Sea Tow Offers Storm-Preparedness Tips


With Sandy and a Nor’easter about to collide off New England, Sea Tow is offering the following storm-preparedness tips for boaters who still have their boats in the water:

  1. Be sure your boat is insured. During recessionary times, boaters have been known to let their policies lapse due to financial concerns. A boat that is damaged by a hurricane can wind up costing far more to fix than an annual insurance policy.
  2. Review your marine insurance policy’s hurricane season provisions. Boat owners whose insurance requires them to relocate their vessels out of a hurricane zone should do so by the date specified in their policy
  3. Have a Storm Plan ready. Most insurance providers require a formal written plan detailing where and how your boat must be secured during a major storm. Designate a responsible person to execute the plan if you will be out of town.
  4. Check with your marina, storage facility or private dock owner where your boat is moored to be sure the vessel can remain there during a hurricane. If it can stay, know the procedure for securing not only your vessel, but those docked around it, as well.
  5. Owners who must move their boats in the event of a storm should decide where to have it hauled before hurricane season begins. Don’t wait until a storm is imminent. Check with your local Sea Tow operator to see what pre-storm haul-out services are offered.

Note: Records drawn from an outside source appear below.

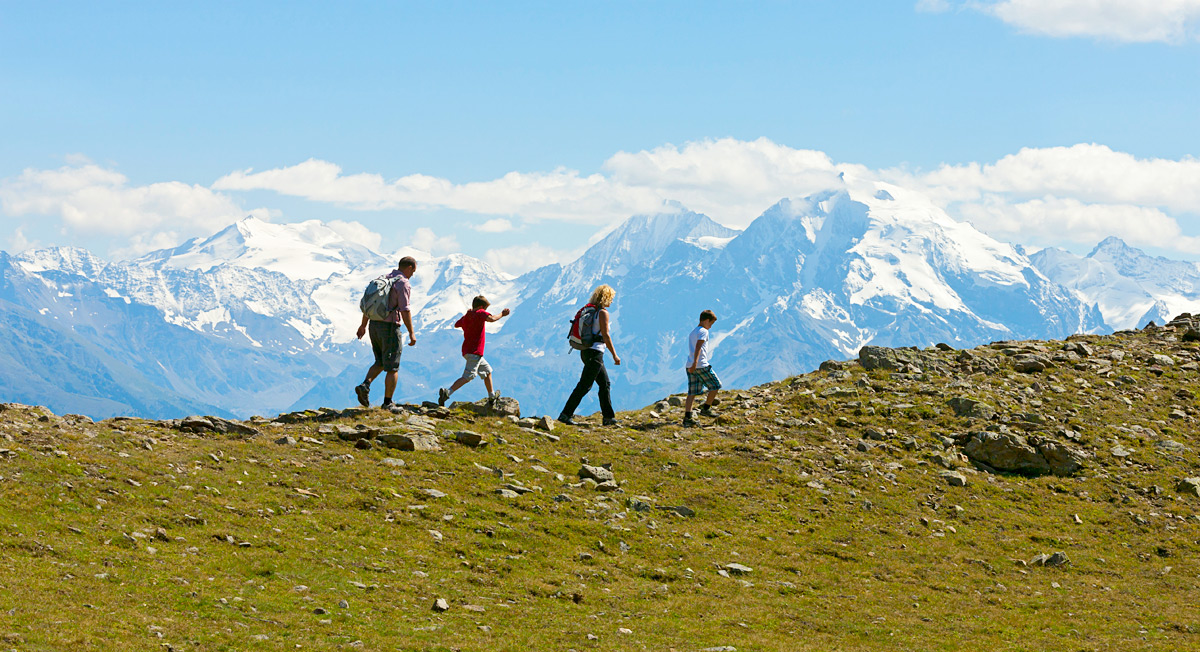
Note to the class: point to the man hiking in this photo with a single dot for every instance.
(385, 305)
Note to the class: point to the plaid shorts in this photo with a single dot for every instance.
(701, 378)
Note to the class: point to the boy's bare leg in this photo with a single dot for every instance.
(389, 384)
(457, 384)
(372, 374)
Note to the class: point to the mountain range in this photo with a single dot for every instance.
(261, 317)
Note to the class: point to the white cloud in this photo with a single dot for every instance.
(1128, 21)
(522, 258)
(730, 180)
(1078, 195)
(426, 240)
(498, 225)
(355, 232)
(94, 199)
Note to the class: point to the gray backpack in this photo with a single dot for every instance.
(375, 298)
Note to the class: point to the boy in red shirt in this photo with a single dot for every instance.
(472, 324)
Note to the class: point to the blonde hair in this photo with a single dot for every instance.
(603, 295)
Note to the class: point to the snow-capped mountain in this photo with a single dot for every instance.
(262, 317)
(1129, 287)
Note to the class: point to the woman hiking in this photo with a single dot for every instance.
(593, 357)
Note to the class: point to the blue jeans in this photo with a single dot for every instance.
(593, 372)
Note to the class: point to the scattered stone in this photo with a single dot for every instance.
(954, 478)
(409, 442)
(598, 473)
(467, 437)
(971, 408)
(738, 569)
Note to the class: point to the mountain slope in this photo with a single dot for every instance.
(1128, 287)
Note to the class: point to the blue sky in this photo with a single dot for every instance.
(132, 125)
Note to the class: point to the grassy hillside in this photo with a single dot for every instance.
(828, 494)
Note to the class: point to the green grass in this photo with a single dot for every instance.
(880, 558)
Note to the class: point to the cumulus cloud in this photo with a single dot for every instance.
(426, 240)
(498, 225)
(522, 258)
(357, 233)
(91, 198)
(731, 180)
(1127, 21)
(1078, 195)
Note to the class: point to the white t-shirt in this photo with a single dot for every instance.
(697, 334)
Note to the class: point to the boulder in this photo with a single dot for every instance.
(971, 408)
(504, 406)
(1006, 452)
(412, 441)
(598, 473)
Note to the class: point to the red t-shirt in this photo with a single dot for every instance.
(472, 324)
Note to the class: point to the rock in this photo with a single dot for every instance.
(1006, 452)
(1161, 360)
(598, 473)
(1031, 364)
(504, 406)
(467, 437)
(1056, 560)
(738, 569)
(877, 357)
(1062, 460)
(412, 441)
(954, 478)
(971, 408)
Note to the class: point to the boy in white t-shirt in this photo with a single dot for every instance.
(700, 371)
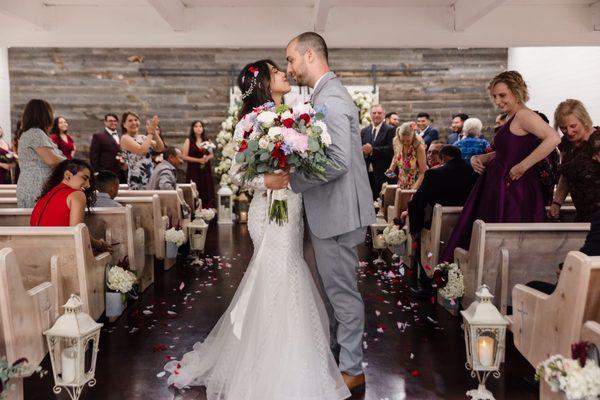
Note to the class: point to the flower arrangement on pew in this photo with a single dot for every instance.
(577, 377)
(19, 369)
(449, 280)
(120, 283)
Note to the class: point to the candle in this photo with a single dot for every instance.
(68, 359)
(485, 349)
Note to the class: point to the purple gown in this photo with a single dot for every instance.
(497, 198)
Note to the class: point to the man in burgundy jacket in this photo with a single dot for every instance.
(106, 147)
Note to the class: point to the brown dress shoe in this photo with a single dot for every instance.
(356, 384)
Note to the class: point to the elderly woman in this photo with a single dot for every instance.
(473, 143)
(409, 157)
(580, 161)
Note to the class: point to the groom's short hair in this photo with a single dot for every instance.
(312, 40)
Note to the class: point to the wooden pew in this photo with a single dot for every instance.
(69, 248)
(503, 255)
(24, 316)
(147, 215)
(544, 325)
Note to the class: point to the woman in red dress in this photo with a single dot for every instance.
(198, 152)
(66, 193)
(63, 140)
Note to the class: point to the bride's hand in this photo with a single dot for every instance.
(277, 181)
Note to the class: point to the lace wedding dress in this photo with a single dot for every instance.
(272, 343)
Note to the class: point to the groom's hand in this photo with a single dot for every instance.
(277, 181)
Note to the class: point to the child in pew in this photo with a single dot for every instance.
(70, 187)
(107, 185)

  6. Closely monitor local and national weather services including NOAA Weather Radio and the National Weather Service’s National Hurricane Center by CLICKING HERE.

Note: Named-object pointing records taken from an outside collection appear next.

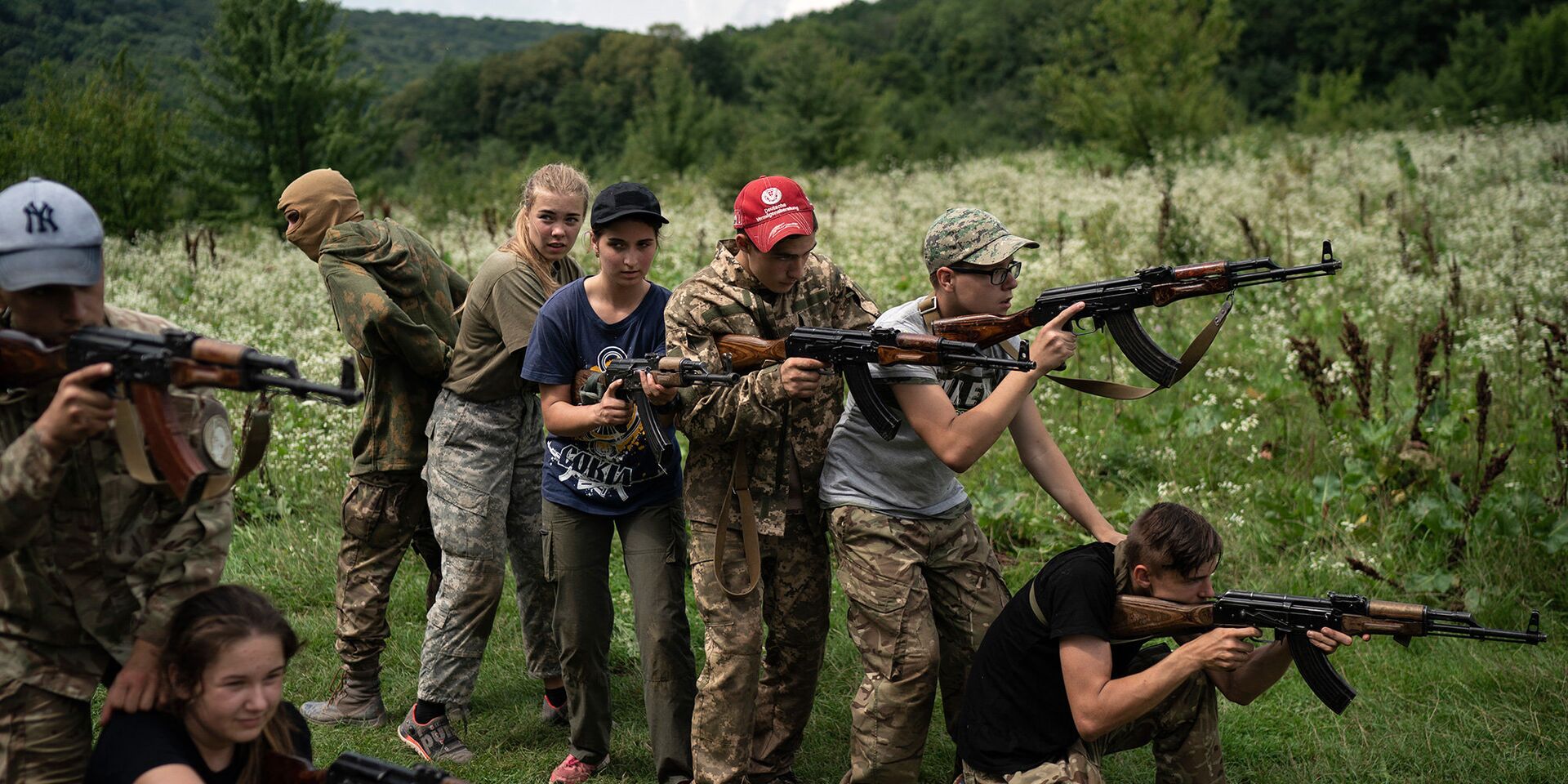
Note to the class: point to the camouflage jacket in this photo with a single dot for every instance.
(90, 559)
(394, 300)
(725, 298)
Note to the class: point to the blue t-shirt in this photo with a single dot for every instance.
(608, 470)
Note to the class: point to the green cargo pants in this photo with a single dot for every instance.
(577, 562)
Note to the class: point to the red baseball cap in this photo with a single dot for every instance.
(770, 209)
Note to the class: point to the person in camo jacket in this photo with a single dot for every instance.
(487, 446)
(93, 562)
(758, 686)
(394, 300)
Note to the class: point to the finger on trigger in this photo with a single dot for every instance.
(1065, 315)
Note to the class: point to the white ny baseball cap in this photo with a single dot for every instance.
(49, 235)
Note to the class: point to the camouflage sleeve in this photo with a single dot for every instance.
(29, 475)
(756, 405)
(376, 327)
(189, 559)
(458, 286)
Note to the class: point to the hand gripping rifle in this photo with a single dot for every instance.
(1291, 617)
(146, 368)
(850, 352)
(350, 768)
(1112, 305)
(666, 371)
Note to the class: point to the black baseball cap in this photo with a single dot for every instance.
(626, 199)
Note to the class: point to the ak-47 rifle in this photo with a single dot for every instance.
(146, 368)
(850, 352)
(1291, 617)
(666, 371)
(350, 768)
(1112, 305)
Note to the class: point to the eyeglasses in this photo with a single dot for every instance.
(1000, 274)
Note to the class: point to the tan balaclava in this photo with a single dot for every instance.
(323, 199)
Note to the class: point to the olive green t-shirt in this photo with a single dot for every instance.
(497, 320)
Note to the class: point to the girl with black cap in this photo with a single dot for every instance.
(603, 475)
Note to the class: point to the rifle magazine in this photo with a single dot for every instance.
(1321, 676)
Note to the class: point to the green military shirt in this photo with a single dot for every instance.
(504, 300)
(394, 300)
(90, 559)
(725, 298)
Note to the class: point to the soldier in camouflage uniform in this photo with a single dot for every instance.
(487, 449)
(91, 562)
(918, 571)
(394, 301)
(1051, 693)
(756, 688)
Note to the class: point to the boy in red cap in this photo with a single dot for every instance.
(760, 443)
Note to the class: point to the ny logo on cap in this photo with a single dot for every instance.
(44, 216)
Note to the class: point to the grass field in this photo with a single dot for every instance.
(1294, 436)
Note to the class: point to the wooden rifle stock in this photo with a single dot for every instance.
(985, 330)
(1138, 617)
(25, 363)
(750, 352)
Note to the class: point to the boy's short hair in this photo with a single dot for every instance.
(1172, 537)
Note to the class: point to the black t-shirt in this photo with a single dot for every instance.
(134, 744)
(1015, 714)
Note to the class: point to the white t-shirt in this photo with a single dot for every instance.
(902, 477)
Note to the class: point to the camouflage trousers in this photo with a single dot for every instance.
(483, 472)
(383, 514)
(922, 595)
(758, 687)
(44, 737)
(1183, 729)
(577, 560)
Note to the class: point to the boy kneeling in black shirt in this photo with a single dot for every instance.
(1051, 693)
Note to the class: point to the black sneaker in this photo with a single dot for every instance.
(434, 741)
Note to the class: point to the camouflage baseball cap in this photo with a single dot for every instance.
(969, 237)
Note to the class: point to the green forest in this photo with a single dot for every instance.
(216, 105)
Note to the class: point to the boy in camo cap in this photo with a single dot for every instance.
(920, 574)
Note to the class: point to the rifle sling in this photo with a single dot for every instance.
(257, 433)
(741, 490)
(1189, 359)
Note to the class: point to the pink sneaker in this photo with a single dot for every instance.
(572, 770)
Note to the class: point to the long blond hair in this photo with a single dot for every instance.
(560, 179)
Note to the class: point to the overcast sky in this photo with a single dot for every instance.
(695, 16)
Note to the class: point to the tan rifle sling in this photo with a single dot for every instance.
(739, 490)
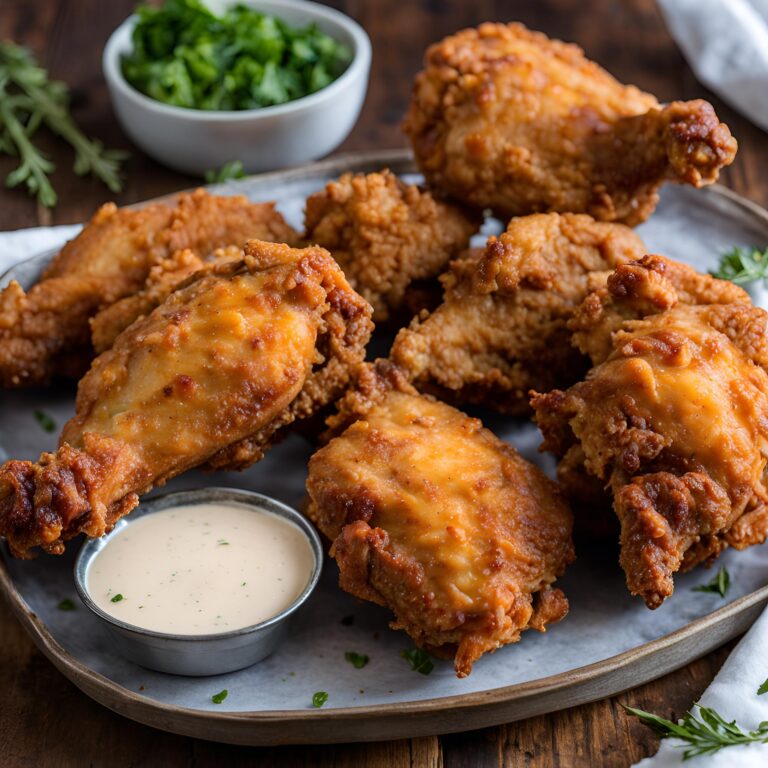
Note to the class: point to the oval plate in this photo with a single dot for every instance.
(608, 643)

  7. Make an inventory, preferably by video, of all valuable fixed items such as marine electronics on board your boat.
  8. Store all the boat’s important documents, including your marine insurance policy, in a secure place off the vessel.
  9. When a storm is forecast for your area, remove all detachable items from your boat, such as canvas, sails, cushions, fishing rigging, radios and antennas. Tie down everything that you cannot remove, including booms, tillers, wheels, etc.
  10. Deflate your dinghy and store it and its outboard off the boat. If it’s a fiberglass dinghy, have it stored in an indoor facility.
  11. If your boat is on a trailer, secure it well. Use tie-downs to anchor the trailer to the ground, let the air out of its tires and weigh down the frame.
  12. If your boat is in a facility with shore power, be sure all power is turned off and all shore power cords are stowed securely. Disconnect your boat’s battery.
  13. Boats docked in a marina or in a private berth should be centered in the slip. Double-up all dock lines and make sure they are of sufficient length to compensate for excessive high water.
  14. Anchored boats should ensure enough scope. Inspect all anchor rodes and chain and use only good or new gear. Set extra anchors as necessary.
  15. Do not stay with your boat or try to ride out a storm on board. No matter how valuable your vessel is to you—both financially and sentimentally—it’s not worth your life.